Derek Ryan, who has trained Thundering for just his last six starts, said the thing trainers with a recent front-end winner always say: “He doesn’t need the lead.” But Thundering will make the front if he runs like he did last time.
“We were planning on waiting for a race in mid-August, but he’s been doing so good, we’re taking a shot,” Ryan said.
Just a Touch, on the other hand, has been pointed toward this race since shortly after he won the 1 1/2-mile Cape Henlopen on June 13 at Delaware. That made Just a Touch 2 for 2 since trainer Brad Cox gave up on connections’ dirt dreams and moved the horse to turf. Just a Touch has always breezed like a top-class horse and for two years looked poised to become one, but after a bad fourth as the odds-on favorite in the Santa Anita Handicap on March 7, Cox had seen enough.

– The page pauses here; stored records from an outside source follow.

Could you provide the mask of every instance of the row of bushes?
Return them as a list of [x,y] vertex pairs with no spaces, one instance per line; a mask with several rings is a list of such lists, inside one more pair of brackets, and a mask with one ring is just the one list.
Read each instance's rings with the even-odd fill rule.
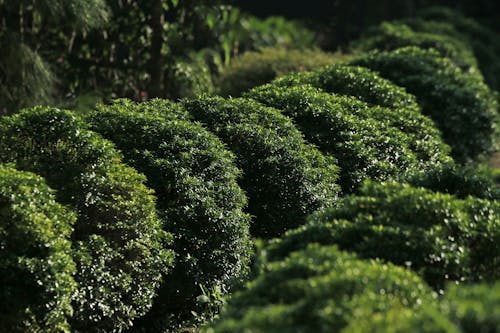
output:
[[479,75],[406,47],[243,98],[1,118],[0,328],[164,331],[247,276],[251,236],[282,235],[215,331],[487,327],[424,281],[500,274],[498,185],[445,144],[461,162],[487,152],[495,103]]
[[[378,51],[243,94],[336,157],[343,192],[355,194],[264,244],[252,280],[205,332],[499,329],[498,183],[452,162],[443,142],[468,162],[498,139],[479,48],[458,32],[465,20],[429,23],[441,35],[421,19],[384,23],[353,44]],[[400,183],[360,187],[391,178]]]
[[498,331],[500,285],[450,286],[436,299],[414,273],[310,244],[236,293],[204,332]]

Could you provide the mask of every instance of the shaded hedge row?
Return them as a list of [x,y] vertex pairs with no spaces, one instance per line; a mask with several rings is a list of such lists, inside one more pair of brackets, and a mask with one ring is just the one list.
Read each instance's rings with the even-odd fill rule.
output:
[[68,331],[75,214],[40,176],[0,165],[0,220],[0,330]]
[[172,264],[145,177],[69,111],[35,107],[0,119],[0,162],[43,176],[77,213],[74,330],[127,327],[149,309]]
[[171,107],[161,100],[120,100],[88,117],[91,128],[146,175],[163,229],[174,235],[175,266],[164,275],[153,308],[134,325],[158,330],[200,311],[200,285],[227,291],[245,274],[251,254],[234,155],[199,124],[163,118],[160,110]]
[[175,330],[249,276],[208,331],[494,330],[498,283],[464,283],[500,275],[499,186],[456,162],[494,148],[496,96],[463,20],[422,22],[258,87],[320,53],[243,63],[243,98],[1,118],[0,330]]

“He just trains so well, but the Santa Anita race left us scratching our heads,” Cox said.
In April, Just a Touch won a 1 1/16-mile Keeneland allowance race in his turf debut, and the stretch to a longer distance last out clearly suited the horse.
“I love him around three turns. He has that big stride and keeps rolling,” Cox said.
The surface switch set Just a Touch down a new path and led him to the United Nations, where his chief rival, Program Trading, follows a familiar trail.